Why I Will Never Use Alpine Linux Ever Again | Martin Heinz | Personal Website & Blog

"To understand what makes Alpine a bad choice in some situations, we first need to talk about musl. musl is an implementation of C standard library. It is more lightweight, faster and simpler than glibc used by other Linux distros, such as Ubuntu. Both of these implementations are interchangeable for the most part, that's why in most cases you can switch from e.g., Ubuntu to Alpine and never notice any difference.

However, the little differences can cause all the grief.
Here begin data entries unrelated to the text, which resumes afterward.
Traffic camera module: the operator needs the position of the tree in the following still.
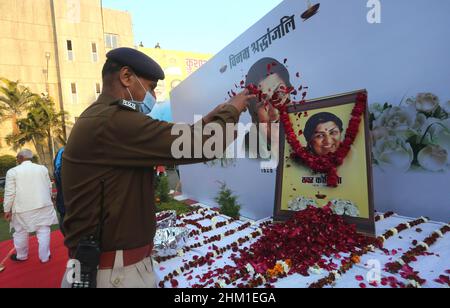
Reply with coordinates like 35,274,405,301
6,94,66,169
0,78,37,134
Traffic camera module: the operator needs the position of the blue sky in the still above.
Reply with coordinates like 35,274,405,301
103,0,282,54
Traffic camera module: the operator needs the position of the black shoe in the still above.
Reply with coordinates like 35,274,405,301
39,255,52,264
10,254,28,262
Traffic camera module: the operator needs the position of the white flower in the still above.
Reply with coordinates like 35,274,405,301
432,118,450,163
417,242,430,250
374,107,417,138
409,280,422,289
277,261,291,273
372,127,391,144
416,93,439,113
389,228,398,235
369,103,384,119
435,230,444,237
331,199,360,217
288,197,318,212
308,265,323,275
217,279,227,289
419,216,429,223
417,145,449,172
374,137,414,172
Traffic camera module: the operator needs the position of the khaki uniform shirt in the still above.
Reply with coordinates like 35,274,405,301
62,95,243,251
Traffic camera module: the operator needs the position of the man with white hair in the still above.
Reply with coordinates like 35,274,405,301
3,150,58,263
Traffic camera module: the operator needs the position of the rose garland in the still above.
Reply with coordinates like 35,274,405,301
154,222,252,263
386,224,450,288
177,206,208,220
158,222,267,288
177,212,219,229
309,217,429,289
246,84,367,187
189,218,237,237
194,207,376,288
434,270,450,287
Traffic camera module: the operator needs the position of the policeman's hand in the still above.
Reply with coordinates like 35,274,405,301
203,103,227,123
5,212,12,222
228,90,256,113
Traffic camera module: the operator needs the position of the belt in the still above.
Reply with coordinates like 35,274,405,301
99,245,153,270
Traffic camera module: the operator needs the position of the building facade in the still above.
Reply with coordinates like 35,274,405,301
0,0,134,154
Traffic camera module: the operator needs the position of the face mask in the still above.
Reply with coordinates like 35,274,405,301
141,91,156,115
127,76,156,115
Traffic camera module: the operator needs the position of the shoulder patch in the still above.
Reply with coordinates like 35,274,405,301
117,99,141,112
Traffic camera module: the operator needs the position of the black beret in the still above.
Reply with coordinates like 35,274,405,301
106,47,165,81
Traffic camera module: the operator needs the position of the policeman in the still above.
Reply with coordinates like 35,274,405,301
62,48,254,288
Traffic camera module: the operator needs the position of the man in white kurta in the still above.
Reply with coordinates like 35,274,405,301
3,150,58,263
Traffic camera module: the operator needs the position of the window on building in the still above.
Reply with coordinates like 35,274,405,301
95,83,102,99
92,43,98,62
67,40,74,61
70,83,78,104
105,33,119,49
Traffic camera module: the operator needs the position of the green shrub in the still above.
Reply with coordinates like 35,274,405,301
155,175,170,203
0,155,16,177
214,183,241,219
156,199,194,215
0,187,5,214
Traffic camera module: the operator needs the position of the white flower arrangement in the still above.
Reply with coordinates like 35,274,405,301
288,197,319,212
308,264,323,275
330,199,360,217
370,93,450,172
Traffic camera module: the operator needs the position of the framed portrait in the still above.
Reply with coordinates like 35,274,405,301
274,90,375,236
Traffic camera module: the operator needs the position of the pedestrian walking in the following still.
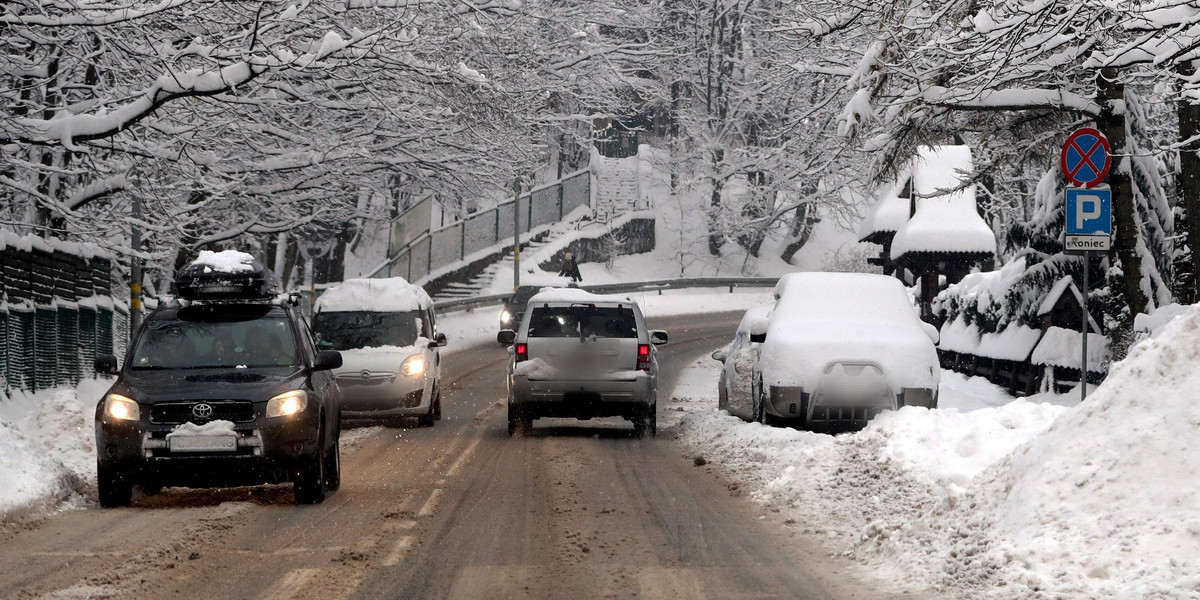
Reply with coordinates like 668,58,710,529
558,252,583,282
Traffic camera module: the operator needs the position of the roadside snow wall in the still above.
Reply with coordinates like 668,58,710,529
865,305,1200,599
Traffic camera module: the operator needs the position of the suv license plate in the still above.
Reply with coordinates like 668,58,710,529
167,436,238,452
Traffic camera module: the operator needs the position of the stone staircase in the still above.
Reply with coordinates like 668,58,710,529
592,155,644,221
433,233,558,302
Some of it stems from how musl (and therefore also Alpine) handles DNS (it's always DNS), more specifically, musl (by design) doesn't support DNS-over-TCP. Usually, you would not notice this difference, because most of the time a single UDP packet (512 bytes) is enough to resolve hostnames... until it isn't enough and your application (running on Kubernetes) that previously worked completely fine for months suddenly starts throwing "Unknown Host" exceptions for one particular (very critical) hostname. The worst part is that this can manifest randomly, anytime when some external network change causes the resolution of some particular domain to require more than the 512 bytes available in single UDP packet.

By using Alpine, you're getting "free" chaos engineering for you cluster."


workaround: use short names for services in K8s.